We suggest that the differences in NPY4R copy number described here and those reported in previous studies can primarily be explained by methodological differences (although, it is possible that population differences may also contribute). A common issue in CNV analyses is the need to make an assumption about the reference copy number. SNP-arrays, aCGH and RT-PCR-based methods require a reference copy number, which is most commonly set at two copies per genome [5, 9, 12, 13, 40]. We propose that incorrectly chosen reference copy number or inappropriate choice of reference gene in PCR-based copy number determination methods might be sources of error in CNV studies. We addressed this by performing three different kinds of read-depth analysis of chr10q11.22 region, which gave us a copy number relative to the rest of the chromosom 10 or the genome, as well as by using ddPCR, which gave us copy number relative to the reference gene. We observed that the most common copy number for NPY4R is four copies per genome. The haplotype in the current human genome assembly (GRCh38) shows two copies on the same chromosome, thus four copies per diploid genome. The analysis of CNVs in young Chinese individuals [12] was based on the assumption that the most common copy number for genes in the human genome is two and it used the VEGFA gene as a reference for copy number analysis by RT-PCR and presumed that this gene was a suitable reference. However, this gene has previously been shown to display CNV in an Asian cohort [9, 40, 41]. We have used RPPH1 as a reference gene, since it is a commonly used well-known single-copy gene [42, 43].

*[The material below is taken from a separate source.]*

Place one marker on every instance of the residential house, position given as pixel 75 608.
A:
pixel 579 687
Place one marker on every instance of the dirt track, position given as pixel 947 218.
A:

Most of the previous studies were based on SNP arrays and aCGH, methods [2, 5, 7, 9, 13] that depend heavily on relative fluorescence data quality [44]. Signal intensity fluctuations of SNP arrays may occur as a result of probe length, the GC content of the probes and SNP position in the probe [45, 46]. DNA sequence-specific complications may cause poor probe coverage of certain genome regions, poor reproducibility and elevated risk of false detection. Algorithms for data analysis also differ in their sensitivity to the inherent variation in relative fluorescence between genomic loci on SNP and hybridization arrays [45, 46]. CNV genotyping assays often have a few target-specific probes located far apart, which makes these assays difficult to use with standard statistical methods that rely on the association between closely spaced probes [44]. Current genotyping platforms have limited or no probe coverage for a large number of common CNVs [47] and limited power to detect CNVs in duplication-rich and repeat-rich genome regions, such as chr10q11.22.

Conclusions

In conclusion, our CNV study suggests that NPY4R varies in copy number and that the most common gene copy number is four per genome, not two as previously reported by other investigators. A comparative study would require many more individuals to draw conclusions at the population level and, especially, to investigate copy number differences between populations. Due to the CNV and the role of NPY4R and its ligand pancreatic polypeptide in the regulation of food intake, this gene is a strong candidate for contribution to body weight variation and obesity. However its exact role remains to be investigated, as the CNV in this region has shown both a positive and a negative correlation with BMI [5, 11, 13, 14]. We have demonstrated here that the quality of sequencing data plays a crucial role in read depth analysis and that methods for copy number determination can differ in precision. Based on multiple CNV studies [20, 30, 37, 38, 43, 48,49,50] as well as our own results we suggest that ddPCR is a reliable method for CNV determination that can be used to calibrate read depth analysis.